While the sponge-iron business' margins could fall by 500 basis points in FY06E and 660 bps in FY07E, impact on overall business would be negligible.
 
After factoring in a price hike, the revised consolidated EPS is 2.9 per cent lower at Rs 112 for FY06E and 3.4 per cent lower at Rs 125 for FY07E.
 
SESA GOA (outperformer, target price: Rs 1,500)
Enam has reiterated an 'outperformer' on Sesa Goa as the stock is highly undervalued.
 
The medium-term outlook for iron ore remains favorable given the tight supply situation. Annual contract prices of iron ore for FY06 are up 71 per cent compared with FY05 prices. The met coke business is expected to report a fall in profit on account of increasing coal prices and decreasing realisations.
 
However, higher iron ore realisations will more than offset the drop in profits from the met coke business. It maintained their earlier forecast for FY06 EPS at Rs 171.2.
 
DEWAN HOUSING FINANCE (buy, target price: Rs 80)
Kotak has put a 'buy' on DHFL, citing the growth in housing finance segment.
 
DHFL is a private sector mortgage lending institution with an asset base of around Rs 1,500 crore. The aggression DHFL has shown in the past is bearing fruit and in the next three years it is expected to post a 30 per cent growth in terms of assets and a 25 per cent rise in terms of profitability.
 
It has raised its capital from Rs 360 million to Rs 510 million. The company with its RoE of 21.3 per cent (by FY07E) and low cost of equity should trade at a fair value of 2.3x its adjusted book value.
 
THERMAX (outperformer, target price: Rs 631)

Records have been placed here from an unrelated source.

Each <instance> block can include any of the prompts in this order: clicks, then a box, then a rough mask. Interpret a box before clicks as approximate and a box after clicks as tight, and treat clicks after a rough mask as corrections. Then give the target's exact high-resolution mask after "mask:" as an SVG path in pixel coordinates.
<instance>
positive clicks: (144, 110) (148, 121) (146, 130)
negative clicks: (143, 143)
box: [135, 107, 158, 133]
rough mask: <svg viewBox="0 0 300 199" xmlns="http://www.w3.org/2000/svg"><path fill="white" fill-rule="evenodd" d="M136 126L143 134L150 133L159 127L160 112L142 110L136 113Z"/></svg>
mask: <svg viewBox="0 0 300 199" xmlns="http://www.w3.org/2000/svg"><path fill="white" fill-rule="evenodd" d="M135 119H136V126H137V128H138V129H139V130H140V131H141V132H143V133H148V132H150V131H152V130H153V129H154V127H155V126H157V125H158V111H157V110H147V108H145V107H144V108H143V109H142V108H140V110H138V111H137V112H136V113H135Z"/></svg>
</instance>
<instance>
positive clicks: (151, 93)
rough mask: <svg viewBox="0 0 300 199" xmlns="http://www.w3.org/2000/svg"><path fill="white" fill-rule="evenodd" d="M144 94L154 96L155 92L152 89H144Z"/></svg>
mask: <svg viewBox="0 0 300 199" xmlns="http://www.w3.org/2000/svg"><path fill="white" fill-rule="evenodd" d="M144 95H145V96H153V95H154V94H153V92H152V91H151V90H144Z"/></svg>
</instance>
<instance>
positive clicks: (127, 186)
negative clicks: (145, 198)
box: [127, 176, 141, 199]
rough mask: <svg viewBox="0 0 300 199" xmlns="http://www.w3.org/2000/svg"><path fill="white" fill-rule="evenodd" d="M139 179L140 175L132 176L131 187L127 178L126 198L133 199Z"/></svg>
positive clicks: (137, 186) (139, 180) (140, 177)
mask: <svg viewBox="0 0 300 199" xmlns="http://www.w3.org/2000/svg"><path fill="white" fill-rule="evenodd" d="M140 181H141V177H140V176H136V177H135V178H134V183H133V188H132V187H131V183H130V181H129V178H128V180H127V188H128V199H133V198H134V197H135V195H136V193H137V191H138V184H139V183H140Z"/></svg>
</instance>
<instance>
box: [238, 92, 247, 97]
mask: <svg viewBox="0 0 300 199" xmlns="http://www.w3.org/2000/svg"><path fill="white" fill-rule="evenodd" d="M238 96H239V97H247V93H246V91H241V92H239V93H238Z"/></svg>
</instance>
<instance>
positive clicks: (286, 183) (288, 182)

SSKI has initiated coverage on Thermax with an 'outperformer' rating. Thermax is riding on waves of capital expenditure flowing across manufacturing and power sectors.
 
The diverse underlying forces, ranging from expansion of capacity in core sectors and captive power additions to environmental compliance, lend constancy to Thermax's order- book.
 
Though pricing flexibility vis-à-vis input costs remains a concern, stable input costs will ensure earnings CAGR of 36.8 per cent over FY05-07E, driven by a 20.5 per cent CAGR in revenues.